Clayton Christensen (2000) explains that incumbent firms are often overconfident about the value of their existing technologies and tend to ignore potential new technological approaches. New entrants that are using a different technology aimed at a different market segment might be entering a new steep S-curve (the red line in Figure 4).

The new technology is usually at a lower level of performance than the original technology, and targeting a small, not-so-profitable niche that the incumbent firms are not willing to fight for (as they are benefitting from the scale of their current customer base). The niche market provides the new technology space to innovate in ways to increase in performance, and at some point, the graphs may intersect. This is where whole industries or technologies can be disrupted, as existing customers switch to a new technology that is in an upward performance curve. Christensen and Raynor (2003) explain that incumbents are very often “relieved” to exit small, low-margin markets, and so they constantly upgrade towards higher-margin or higher-volume target markets. This leaves small niche markets for new entrants where demands are not being met. These niche buyers and the new entrants often work together through several development iterations together, until the performance curve of the new technology crosses the incumbent technology in the broader market.

Christensen argues that whether a technology is disruptive or not depends less on how radical it is, but more on its specific effect on the S-curve. If a new development improves performance of an existing technology, then the incumbents are preserved and tend to benefit most as this improvement often suits its current scale of operations. If a technology creates a new S-curve, then it may disrupt existing technology at some point, leading to a disruptive change in industry structure. This implies that radical or incremental performance improvements in most cases benefits incumbents, while disruptive innovation challenges industry structures. In an interesting twist, Christensen argues that incumbents are not ignorant of new technologies and underserved markets. He argues that they are the victims of their own success in making decisions that leverages existing knowledge, networks, markets and capabilities. Ironically, customers may actually communicate that they prefer incremental improvements on existing technologies rather than adjusting to disruptive technology. It is not only the innovator that faces risk and uncertainty, buyers also try to avoid making decisions about technologies that are only emerging, or where performance, results and requirements are vague or uncertain. Decision-making in research and development may also be biased towards the most likely-to-succeed ideas that directs resources away from tinkering or experimenting with fundamentally different ideas.

Existing companies may be able to spot an emerging technology or group of technologies with a potential to disrupt their current market. However, it may still be very difficult to decide when to switch more resources to completely new technologies that may also require different business structures, culture, market and supplier relations (thus switching resources from the blue line to the red line in Figure 4). The performance of the technology is born from the strategy of firms and how they allocate resources to product, process and business model innovation. One way that governments can reduce the costs of incumbents and new innovators to confront, investigate and test new technologies is through technology demonstration and applied technology research, where companies can visit, use or test technologies hosted by public universities. Because companies know that their competitors might be investigating the feasibility of trying a new technology, they themselves are more likely to invest in new skills, in trying the new technology or exploring how this new technology could result in new markets, business models and capabilities.

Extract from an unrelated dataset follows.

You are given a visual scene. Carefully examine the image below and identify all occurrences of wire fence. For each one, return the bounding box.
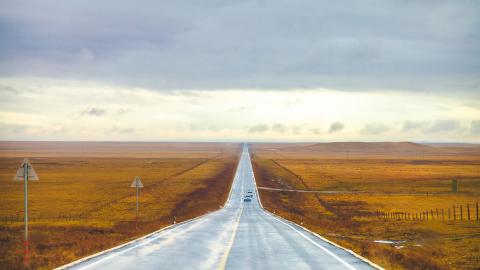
[376,202,479,222]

Gathering all the information that is necessary to construct an S-curve requires time and can be costly. It is especially difficult to figure out which performance criteria and measures of effort to use to construct the graph. However, when a portfolio of technologies is tracked this way it shows not only inflection points, but when certain technologies may outperform existing dominant technologies. A key question that must be answered in constructing this model is whether to track performance change at the level of components (modules), sub-systems or architectures. Furthermore, even if the performance lines cross, incumbents may not switch if their sunk investments are too high, or the learning cost of the new technology is too high. That is why newer companies are needed in the economy, as they might have lower sunk investments and more to gain from higher performance. Over time, resources shift from the old technology to the new, but only if the new technology is accepted and is disseminated sufficiently.

A critique of the S-curve model is that while the graph makes sense, it is often hard to construct and project into the future. It often makes sense ex-post to explain why a given technology outperformed a previous dominant technology. Also, a weakness of the narrow focus on technological performance disconnects the technology from the broader technological and social context, such as the organisation capacity and supporting networks and infrastructure that is required to make a given technology work.

Notes:

[1] It is called an S-curve because when the results are graphically illustrated the curve that is usually obtained is a sinusoidal line that resembles an S.

Sources

CHRISTENSEN, C.M. 2000.  The innovator’s dilemma: when new technologies cause great firms to fail. 1st Ed. New York, NY: HarperBusiness.

CHRISTENSEN, C.M. and RAYNOR, M.E. 2003.  The innovator’s solution: creating and sustaining successful growth. Boston, Mass.: Harvard Business School Press.

FOSTER, R. 1986a.  Innovation: the Attackers Advantage. New York: Summit Books.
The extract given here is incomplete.